Looking back, I remember feeling dirty and disheveled with my natural hair in high school. Basking in the Florida humidity, my hair would transform into frizz and be curly by the end of the school day. I loathed this part of the afternoon as the curls seeped through. I would rush home, shower, and wait until my hair was dry enough to spend an hour forcing it into submission once again. The act of straightening it made me feel neat, polished, and feminine.


Femininity played a leading role in the struggle with my natural hair. I felt altogether less womanly when my hair was not straight. I feared my desirability was nonexistent if I allowed my hair to take its natural form. I was embarrassed when sweat made my hair smell burnt. I despised the hair bumps that appeared several hours after straightening them. I hated the oiliness that arose from applying too much heat to my hair, so I wore headbands every few days.


In an attempt to lessen my discomfort, I washed my hair almost every day, hoping that it would appear fresh, new.
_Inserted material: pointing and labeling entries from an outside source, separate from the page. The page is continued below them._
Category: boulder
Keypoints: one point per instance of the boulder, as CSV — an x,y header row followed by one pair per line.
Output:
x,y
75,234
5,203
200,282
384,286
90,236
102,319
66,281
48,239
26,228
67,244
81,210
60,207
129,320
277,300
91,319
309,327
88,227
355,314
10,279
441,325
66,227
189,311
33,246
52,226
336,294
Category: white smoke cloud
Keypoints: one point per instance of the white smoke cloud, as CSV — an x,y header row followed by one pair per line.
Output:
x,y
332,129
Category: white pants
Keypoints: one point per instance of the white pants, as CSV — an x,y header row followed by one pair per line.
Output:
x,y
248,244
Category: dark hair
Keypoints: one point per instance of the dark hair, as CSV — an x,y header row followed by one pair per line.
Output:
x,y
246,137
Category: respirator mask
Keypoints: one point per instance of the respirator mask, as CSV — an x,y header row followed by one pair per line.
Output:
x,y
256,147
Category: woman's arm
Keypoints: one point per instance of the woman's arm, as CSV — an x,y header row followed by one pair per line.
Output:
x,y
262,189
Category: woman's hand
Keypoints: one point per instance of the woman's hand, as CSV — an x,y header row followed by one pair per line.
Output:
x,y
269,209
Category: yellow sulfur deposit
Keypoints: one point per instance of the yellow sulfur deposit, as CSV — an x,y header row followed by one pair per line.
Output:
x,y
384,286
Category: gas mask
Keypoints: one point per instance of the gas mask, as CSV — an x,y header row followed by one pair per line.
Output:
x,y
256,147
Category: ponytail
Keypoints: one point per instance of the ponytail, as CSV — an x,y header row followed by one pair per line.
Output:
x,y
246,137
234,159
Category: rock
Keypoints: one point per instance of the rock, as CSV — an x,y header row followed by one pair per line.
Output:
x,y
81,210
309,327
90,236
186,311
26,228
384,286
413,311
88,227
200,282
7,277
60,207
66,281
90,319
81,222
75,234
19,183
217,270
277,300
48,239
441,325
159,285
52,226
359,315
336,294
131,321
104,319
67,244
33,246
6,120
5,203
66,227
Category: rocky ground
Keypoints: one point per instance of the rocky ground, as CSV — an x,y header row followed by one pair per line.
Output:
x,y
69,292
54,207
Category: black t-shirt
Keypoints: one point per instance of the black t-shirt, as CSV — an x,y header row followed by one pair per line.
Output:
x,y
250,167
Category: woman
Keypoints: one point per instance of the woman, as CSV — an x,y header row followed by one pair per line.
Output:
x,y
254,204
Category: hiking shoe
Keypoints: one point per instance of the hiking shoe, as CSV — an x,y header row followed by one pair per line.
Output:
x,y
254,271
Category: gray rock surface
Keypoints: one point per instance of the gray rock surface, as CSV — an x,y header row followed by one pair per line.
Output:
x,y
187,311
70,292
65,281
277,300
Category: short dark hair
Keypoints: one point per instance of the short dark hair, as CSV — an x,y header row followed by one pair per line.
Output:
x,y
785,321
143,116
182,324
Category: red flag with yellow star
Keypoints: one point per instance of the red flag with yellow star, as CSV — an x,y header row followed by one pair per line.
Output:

The concept of my hair being painless and easy was important to me, as I did not want to appear outside of my created narrative.


Last semester, I shifted my mindset entirely. At the time, I was going through personal matters that took priority, so my reintroduction into curly hair came as a sort of surprise. I began contemplating my self-image by starting to wear androgynous clothes. Quickly, I realized I had never felt more womanly than when I was not wearing stereotypically feminine clothes. So, I ventured into wearing my hair naturally. After getting a "curly hair haircut," I felt the strength in its volume and form.


I felt free from the bonds of applying heat to my hair. There was no more scheduling when to shower and timing how long it would take to dry. There was no more burning my fingers or shoulders on the iron. Instead, I found my confidence.


One of my friends said to me, "This is the most 'you' I've ever seen." I think about this statement almost every day - not because other people need to validate your beauty -but because it was utterly true. I finally thought I looked beautiful.


With the proper treatment and care, my curls have not only been thriving, but most of all, they're free. They are not free merely from the heat, but from the internal desire to be whiter.